You are lost in a dark wood, lost
In darkness impenetrable;
Or on a wild sea, tempest tossed,
Under a sky of black metal.

Will you shake your fist at the sky?
Will you cry out, ‘Not fair! Not fair!’
Will you break down and cry, cry, cry?
Will you wail and tear out your hair? 

No, no, no!—you’ve already done
All that. That’s not the way to go.
You need the warm kiss of the sun
On your flesh. This, you need to know: 

The golden glory of the sun
Shines on forever, dearest friend,
Though from this wood the light has run.
Peace!—longest journeys soonest end.

3 thoughts to “In a Dark Wood [*POEM*]”

  1. IN A DARK WOOD
    ‘Per Una Selva Oscura’
    By XANADU

    You are lost in a dark wood, lost
    In darkness impenetrable . . .

    An allusion to Dante’s ‘Divine Comedy’ where the first verse introduces the image of the Dark Wood of the World (“una selva oscura”) :

    https://ia803003.us.archive.org/20/items/Canto1/Canto1.TheForest.Dore.jpg?cnt=0

    Nel mezzo del cammin di nostra vita
    mi ritrovai per una selva oscura
    ché la diritta via era smarrita.

    Translated by H.F. Cary, the great Victorian translator of Dante:

    “In the midway of this our mortal life,
    I found me in a gloomy wood, astray
    Gone from the path direct . . .”

  2. This poem brings to mind the phrase “dark night of the soul” and the poem by St.
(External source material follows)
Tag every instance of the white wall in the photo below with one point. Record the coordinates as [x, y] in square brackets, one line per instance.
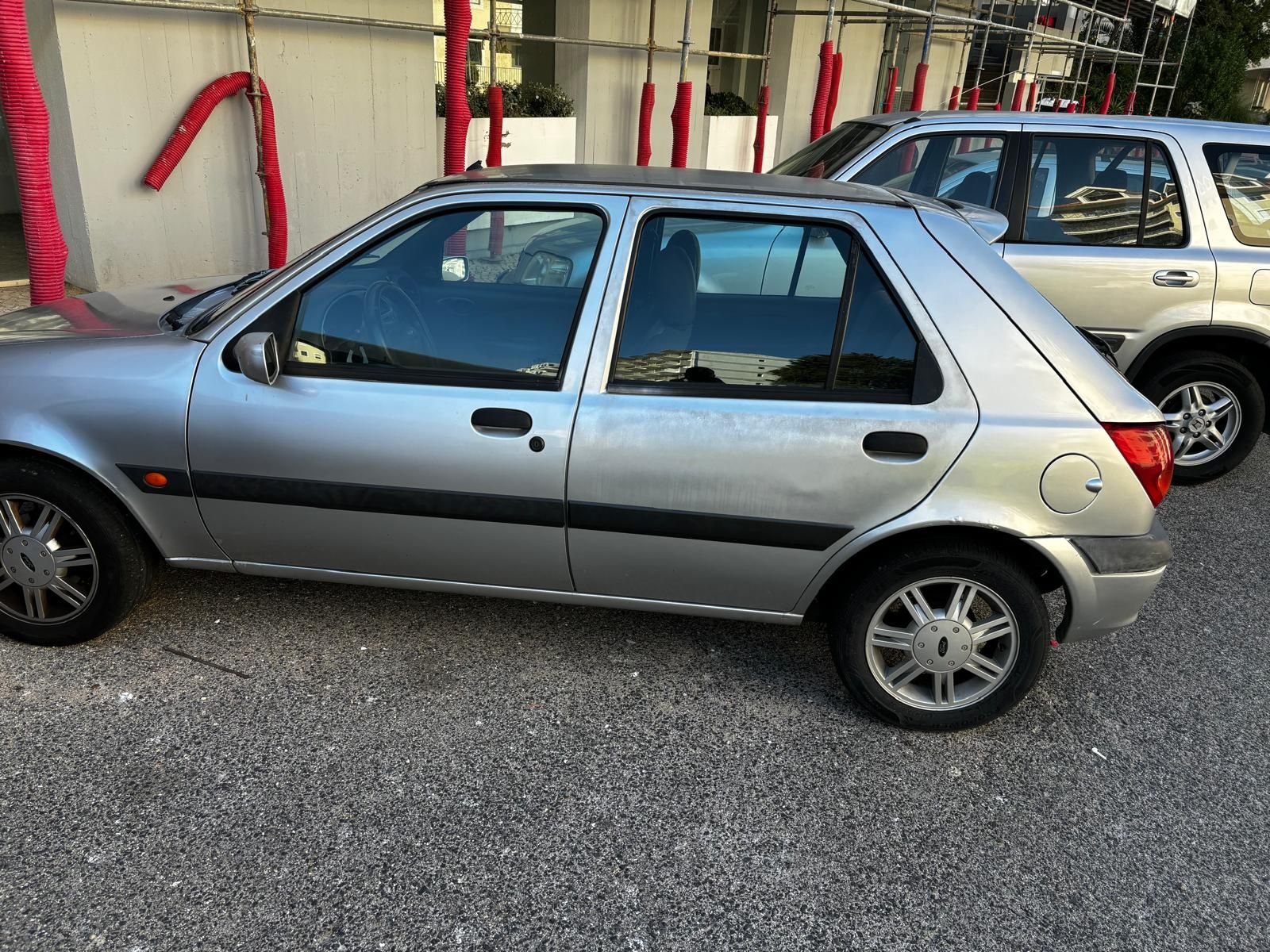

John of the Cross (for example, http://poemsintranslation.blogspot.com/2009/09/saint-john-of-cross-dark-night-of-soul.html) Several verses (in English) might give one a sense of darkness as light well disguised.

    And in the luck of night
    In secret places where no other spied
    I went without my sight
    Without a light to guide
    Except the heart that lit me from inside.

    It guided me and shone
    Surer than noonday sunlight over me,
    And led me to the one
    Whom only I could see
    Deep in a place where only we could be.

    O guiding dark of night!
    O dark of night more darling than the dawn!
    O night that can unite
    A lover and loved one,
    Lover and loved one moved in unison.

    Also competing for mindful attention is the story of the Master Jesus in the Garden of Gethsemane, which illustrates such soul-centric experience. While studying with the Holy Order of MANS, which both taught and actualized a “path of initiation”, I had such a spiritual experience before an intiation, though mild indeed and worth only passing mention here. Truth be told, I later had a substantially similar episode, more intense and drawn out, going through divorce from my (first) wife after 11 years of marriage. No less spiritual, I think now.